The best time to see moose is at dusk when they emerge from the cool depths of the woods and bogs to eat roadside vegetation, rich in calcium and salt from winter road clearing.
If you see a moose, stay in your car. And if you drive back in the dark, be especially cautious – these moose can weigh as much as your automobile. Pay special attention to road signs warning of moose crossing. Those are generally put up where cars and moose have collided in the past.
You can also see moose closer to Quimby Country along Rt. 114 in either direction. They’ll usually be in muddy patches along the road called moose wallows. Another location popular for moose is Ferdinand on Route 105 between Bloomfield and Island Pond.
If those locations fail, try the moose viewing platform near the Wenlock Management Area, There is also a platform at the junction of Route 105 and Notch Pond Road in Brunswick. At both places, you can get out of your car and watch for moose from a safe distance.

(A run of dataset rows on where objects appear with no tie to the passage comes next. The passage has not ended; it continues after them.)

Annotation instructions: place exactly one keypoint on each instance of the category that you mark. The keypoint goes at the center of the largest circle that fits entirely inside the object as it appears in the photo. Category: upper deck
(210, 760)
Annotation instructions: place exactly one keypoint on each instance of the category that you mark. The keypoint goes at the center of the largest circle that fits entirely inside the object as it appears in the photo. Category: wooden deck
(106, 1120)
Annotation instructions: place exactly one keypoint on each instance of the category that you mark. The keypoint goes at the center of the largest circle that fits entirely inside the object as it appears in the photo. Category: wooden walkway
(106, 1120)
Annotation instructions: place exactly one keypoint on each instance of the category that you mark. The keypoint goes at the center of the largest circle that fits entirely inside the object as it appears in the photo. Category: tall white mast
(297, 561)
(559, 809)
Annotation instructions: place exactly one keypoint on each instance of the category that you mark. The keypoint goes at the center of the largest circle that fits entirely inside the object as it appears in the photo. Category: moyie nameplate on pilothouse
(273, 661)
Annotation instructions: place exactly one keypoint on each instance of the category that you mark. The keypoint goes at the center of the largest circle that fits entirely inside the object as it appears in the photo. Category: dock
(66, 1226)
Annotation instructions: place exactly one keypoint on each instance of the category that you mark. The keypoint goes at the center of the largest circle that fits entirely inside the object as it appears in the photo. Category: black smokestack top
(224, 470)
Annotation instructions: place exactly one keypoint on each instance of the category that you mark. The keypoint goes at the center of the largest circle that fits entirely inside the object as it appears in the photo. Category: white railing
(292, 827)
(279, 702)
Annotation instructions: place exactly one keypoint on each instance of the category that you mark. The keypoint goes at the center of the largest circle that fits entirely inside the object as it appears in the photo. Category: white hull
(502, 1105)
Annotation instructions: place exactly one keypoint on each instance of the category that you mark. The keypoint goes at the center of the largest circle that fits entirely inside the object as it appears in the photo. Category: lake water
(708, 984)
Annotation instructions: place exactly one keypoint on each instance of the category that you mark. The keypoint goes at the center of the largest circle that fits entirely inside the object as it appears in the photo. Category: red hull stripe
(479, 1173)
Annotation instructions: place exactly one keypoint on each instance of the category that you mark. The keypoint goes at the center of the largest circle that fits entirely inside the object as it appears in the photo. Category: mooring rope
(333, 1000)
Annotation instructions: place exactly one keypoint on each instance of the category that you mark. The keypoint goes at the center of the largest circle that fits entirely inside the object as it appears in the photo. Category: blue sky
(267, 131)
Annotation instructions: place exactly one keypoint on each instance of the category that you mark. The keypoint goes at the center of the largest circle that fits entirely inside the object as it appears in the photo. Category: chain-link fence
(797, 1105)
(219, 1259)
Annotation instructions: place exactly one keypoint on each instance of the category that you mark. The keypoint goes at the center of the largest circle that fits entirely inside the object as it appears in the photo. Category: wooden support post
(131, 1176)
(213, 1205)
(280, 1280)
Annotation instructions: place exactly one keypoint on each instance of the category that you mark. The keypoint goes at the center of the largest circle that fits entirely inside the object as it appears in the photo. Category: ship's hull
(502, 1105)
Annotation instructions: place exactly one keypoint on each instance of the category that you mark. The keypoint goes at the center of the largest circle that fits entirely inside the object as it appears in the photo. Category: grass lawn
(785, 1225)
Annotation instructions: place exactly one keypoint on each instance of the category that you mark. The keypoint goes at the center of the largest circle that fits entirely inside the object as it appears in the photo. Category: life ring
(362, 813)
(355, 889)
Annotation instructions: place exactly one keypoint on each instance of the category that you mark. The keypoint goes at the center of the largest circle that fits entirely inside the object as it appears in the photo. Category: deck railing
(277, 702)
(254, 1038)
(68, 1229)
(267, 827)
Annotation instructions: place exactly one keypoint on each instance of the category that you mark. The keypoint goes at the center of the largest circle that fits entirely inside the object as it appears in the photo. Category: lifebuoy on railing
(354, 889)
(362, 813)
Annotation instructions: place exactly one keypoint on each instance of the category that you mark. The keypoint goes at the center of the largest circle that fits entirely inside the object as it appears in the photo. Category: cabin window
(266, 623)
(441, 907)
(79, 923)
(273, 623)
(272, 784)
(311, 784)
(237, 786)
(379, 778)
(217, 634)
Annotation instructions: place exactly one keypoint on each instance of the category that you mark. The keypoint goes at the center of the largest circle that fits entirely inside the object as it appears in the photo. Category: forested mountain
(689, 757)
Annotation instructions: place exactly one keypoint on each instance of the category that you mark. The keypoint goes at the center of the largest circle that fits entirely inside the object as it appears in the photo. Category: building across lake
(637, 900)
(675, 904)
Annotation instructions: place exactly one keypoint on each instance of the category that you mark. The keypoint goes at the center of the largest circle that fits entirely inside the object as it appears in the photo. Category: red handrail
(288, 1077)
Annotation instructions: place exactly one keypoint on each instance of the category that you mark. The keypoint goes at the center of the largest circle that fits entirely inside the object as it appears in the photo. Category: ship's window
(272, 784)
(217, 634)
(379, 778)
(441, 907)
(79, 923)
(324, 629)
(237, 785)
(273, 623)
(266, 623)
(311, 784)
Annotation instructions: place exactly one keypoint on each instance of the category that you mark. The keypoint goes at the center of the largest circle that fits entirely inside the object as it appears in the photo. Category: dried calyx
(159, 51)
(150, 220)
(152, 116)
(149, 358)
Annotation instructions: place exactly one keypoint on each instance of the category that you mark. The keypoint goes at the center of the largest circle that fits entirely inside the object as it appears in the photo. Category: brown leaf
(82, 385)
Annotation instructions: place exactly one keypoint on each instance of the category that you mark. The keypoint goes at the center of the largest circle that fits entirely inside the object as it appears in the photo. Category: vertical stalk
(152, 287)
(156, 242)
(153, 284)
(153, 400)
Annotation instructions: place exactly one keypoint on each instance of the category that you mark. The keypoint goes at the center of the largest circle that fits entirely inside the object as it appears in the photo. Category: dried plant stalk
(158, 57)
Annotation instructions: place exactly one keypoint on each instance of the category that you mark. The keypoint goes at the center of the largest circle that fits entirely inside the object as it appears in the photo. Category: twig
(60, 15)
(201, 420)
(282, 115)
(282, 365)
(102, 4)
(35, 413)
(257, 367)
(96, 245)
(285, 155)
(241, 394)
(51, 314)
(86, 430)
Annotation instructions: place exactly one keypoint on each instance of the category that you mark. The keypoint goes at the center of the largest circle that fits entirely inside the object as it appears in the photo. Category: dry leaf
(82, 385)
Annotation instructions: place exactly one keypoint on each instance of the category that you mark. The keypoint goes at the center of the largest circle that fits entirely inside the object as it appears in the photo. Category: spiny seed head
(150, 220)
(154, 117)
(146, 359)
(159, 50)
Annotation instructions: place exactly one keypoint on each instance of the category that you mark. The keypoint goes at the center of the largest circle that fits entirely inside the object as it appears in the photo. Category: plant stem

The Common Loon and the endangered Peregrine Falcon are just two of the birds you can see without wandering too far from Quimby Country. Forest Lake is home to two common loons whose call can be heard from your cottage almost every morning and evening. And Peregrine Falcons nest in the cliff-side of Brousseau Mountain so you will see them soaring over the waters of Big Averill throughout the summer. It’s also not uncommon to see a majestic bald eagle circling in the sky right outside your porch.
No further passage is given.